One of many books I bought new there was Zen Art for Meditation by Stewart Holmes and Chimyo Horioka (1973). As I write these words, that copy
is on my desk, open to page 25 and a reproduction of " Bare Willows and
Distant Mountains." On the facing page, a commentary begins, "How
remote from the everyday world this landscape seems!"
I felt the same way about Tuttle Antiquarian Books, and yet it was in
those isolated Vermont rooms that I discovered an even more remote
world. Call it a low-tech precursor to the global village.
I haven't visited the bookshop for more than a decade, so its demise is
like the sudden death of a long-neglected uncle.

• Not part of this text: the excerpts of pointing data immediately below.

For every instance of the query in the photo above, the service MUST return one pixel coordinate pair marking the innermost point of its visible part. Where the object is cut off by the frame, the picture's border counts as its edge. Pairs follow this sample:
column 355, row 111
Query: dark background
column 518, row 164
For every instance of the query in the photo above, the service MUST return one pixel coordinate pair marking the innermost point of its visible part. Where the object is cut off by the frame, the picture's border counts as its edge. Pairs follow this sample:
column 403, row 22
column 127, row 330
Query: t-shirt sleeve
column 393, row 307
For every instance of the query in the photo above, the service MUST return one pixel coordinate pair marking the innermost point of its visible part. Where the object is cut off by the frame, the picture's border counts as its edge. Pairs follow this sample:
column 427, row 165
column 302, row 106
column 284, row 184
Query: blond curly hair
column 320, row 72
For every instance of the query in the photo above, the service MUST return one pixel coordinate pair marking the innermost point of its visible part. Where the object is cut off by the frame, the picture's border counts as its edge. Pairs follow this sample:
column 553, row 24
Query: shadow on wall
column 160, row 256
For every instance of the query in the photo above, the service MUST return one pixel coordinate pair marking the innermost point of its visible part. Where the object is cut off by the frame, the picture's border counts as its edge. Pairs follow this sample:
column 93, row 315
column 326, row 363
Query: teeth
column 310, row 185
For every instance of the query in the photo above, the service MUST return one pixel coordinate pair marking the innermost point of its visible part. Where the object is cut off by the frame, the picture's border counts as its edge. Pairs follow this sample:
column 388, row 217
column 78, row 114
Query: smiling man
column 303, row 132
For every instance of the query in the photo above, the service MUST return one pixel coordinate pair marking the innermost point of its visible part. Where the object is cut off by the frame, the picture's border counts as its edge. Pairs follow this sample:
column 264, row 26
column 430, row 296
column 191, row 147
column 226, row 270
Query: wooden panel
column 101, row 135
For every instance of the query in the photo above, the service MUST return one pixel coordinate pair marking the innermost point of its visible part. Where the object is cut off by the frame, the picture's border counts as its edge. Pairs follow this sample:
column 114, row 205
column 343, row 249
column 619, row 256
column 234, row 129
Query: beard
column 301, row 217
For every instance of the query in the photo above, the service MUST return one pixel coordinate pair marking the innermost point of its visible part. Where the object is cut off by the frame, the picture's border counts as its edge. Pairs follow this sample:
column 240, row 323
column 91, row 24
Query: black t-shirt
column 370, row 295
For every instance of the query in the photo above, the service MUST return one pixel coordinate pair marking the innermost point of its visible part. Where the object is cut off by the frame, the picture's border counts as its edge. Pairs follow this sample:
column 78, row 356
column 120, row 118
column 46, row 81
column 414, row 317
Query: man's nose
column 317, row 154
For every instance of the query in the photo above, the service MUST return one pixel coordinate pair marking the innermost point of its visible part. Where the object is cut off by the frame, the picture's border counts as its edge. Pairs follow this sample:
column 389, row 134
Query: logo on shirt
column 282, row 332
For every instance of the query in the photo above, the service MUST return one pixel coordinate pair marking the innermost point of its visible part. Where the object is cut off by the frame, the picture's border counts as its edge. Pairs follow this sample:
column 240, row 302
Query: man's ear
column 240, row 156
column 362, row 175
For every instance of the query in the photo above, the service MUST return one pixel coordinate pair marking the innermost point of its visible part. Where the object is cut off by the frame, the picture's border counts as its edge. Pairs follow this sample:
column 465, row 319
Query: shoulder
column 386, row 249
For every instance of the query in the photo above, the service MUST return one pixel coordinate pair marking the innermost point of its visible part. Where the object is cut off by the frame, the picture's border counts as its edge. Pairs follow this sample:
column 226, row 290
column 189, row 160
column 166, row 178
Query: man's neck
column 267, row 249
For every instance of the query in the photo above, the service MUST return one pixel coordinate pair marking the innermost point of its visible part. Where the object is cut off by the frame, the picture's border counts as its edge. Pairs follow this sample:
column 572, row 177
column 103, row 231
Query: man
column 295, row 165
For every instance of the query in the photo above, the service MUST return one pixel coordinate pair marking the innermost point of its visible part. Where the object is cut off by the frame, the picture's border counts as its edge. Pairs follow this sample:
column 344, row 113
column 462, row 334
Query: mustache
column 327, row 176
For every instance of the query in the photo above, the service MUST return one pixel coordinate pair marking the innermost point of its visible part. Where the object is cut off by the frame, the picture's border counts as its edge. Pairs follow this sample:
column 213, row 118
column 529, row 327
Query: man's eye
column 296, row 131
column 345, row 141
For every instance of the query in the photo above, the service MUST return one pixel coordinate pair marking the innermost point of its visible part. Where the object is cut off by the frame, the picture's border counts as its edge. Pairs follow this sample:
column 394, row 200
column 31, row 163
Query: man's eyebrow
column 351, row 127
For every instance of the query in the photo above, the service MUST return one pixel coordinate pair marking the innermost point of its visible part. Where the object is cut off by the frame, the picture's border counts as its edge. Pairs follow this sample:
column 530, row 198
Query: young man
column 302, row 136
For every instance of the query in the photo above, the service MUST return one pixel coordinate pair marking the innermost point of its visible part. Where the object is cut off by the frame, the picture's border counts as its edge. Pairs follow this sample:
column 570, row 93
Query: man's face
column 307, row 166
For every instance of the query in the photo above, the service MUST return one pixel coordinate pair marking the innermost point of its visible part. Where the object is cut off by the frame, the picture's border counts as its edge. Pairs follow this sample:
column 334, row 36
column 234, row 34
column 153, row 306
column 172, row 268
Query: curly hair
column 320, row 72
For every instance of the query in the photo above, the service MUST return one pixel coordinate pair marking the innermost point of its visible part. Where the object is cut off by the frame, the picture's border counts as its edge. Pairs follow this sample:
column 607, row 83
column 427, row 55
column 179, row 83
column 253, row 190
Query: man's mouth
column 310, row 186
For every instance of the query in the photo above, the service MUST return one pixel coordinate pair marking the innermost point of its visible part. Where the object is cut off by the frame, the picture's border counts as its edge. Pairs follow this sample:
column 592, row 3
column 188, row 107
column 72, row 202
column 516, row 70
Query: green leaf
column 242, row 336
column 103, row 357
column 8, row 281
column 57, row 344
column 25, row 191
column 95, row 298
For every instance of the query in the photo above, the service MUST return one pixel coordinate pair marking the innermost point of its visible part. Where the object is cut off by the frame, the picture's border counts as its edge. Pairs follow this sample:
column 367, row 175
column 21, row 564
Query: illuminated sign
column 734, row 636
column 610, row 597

I feel a little
guilty, but in this case it is balanced (yin and yang, a concept I
first learned reading Tuttle publications) with a dose of frustration.
According to the Herald, Mayo, who began working at Tuttle in 1957 and
became co-owner five years ago, felt that "consumer buying and selling
habits had changed to the point where Tuttle couldn't compete with
eBay, Amazon and everyone else in between." (Many booksellers, large as
well as small, utilize ebay and Amazon to enhance their used book
sales, but this factor was not addressed in the article.) Mayo added
that "it's impossible to compete with someone who can sell their books
from their living room."
That the current owner of Tuttle Antiquarian Books viewed the Internet
as an enemy rather than a tool is worth considering, especially in
light of Charles Tuttle's undeniable pedigree as a publishing industry
visionary.
For years, I thought the reason there was so little interaction between
staff and customers at Tuttle Antiquarian Books must be because their
business was conducted primarily through mail order. I imagined them
nurturing worldwide customer relationships--the 84 Charing Cross Road
effect. I would have assumed that a mailing list like Tuttle's, built
decade upon decade, positioned them to make a profitable transition to
the Web.
I would have been wrong.
Tuttle's Web page is now its headstone.
What if, instead of being gradually swept aside by the "long tail" of
Internet used book dealers selling out of their living rooms, Tuttle
Antiquarian Books (and many other bookshops, for that matter) had
approached the Web with the same innovative vision that Charles Tuttle
exhibited when he found himself seduced by Japanese culture in postwar
Tokyo?
Many years ago, I met the Mr. Tuttle on a golf course and I thanked him personally for the new world he had given me.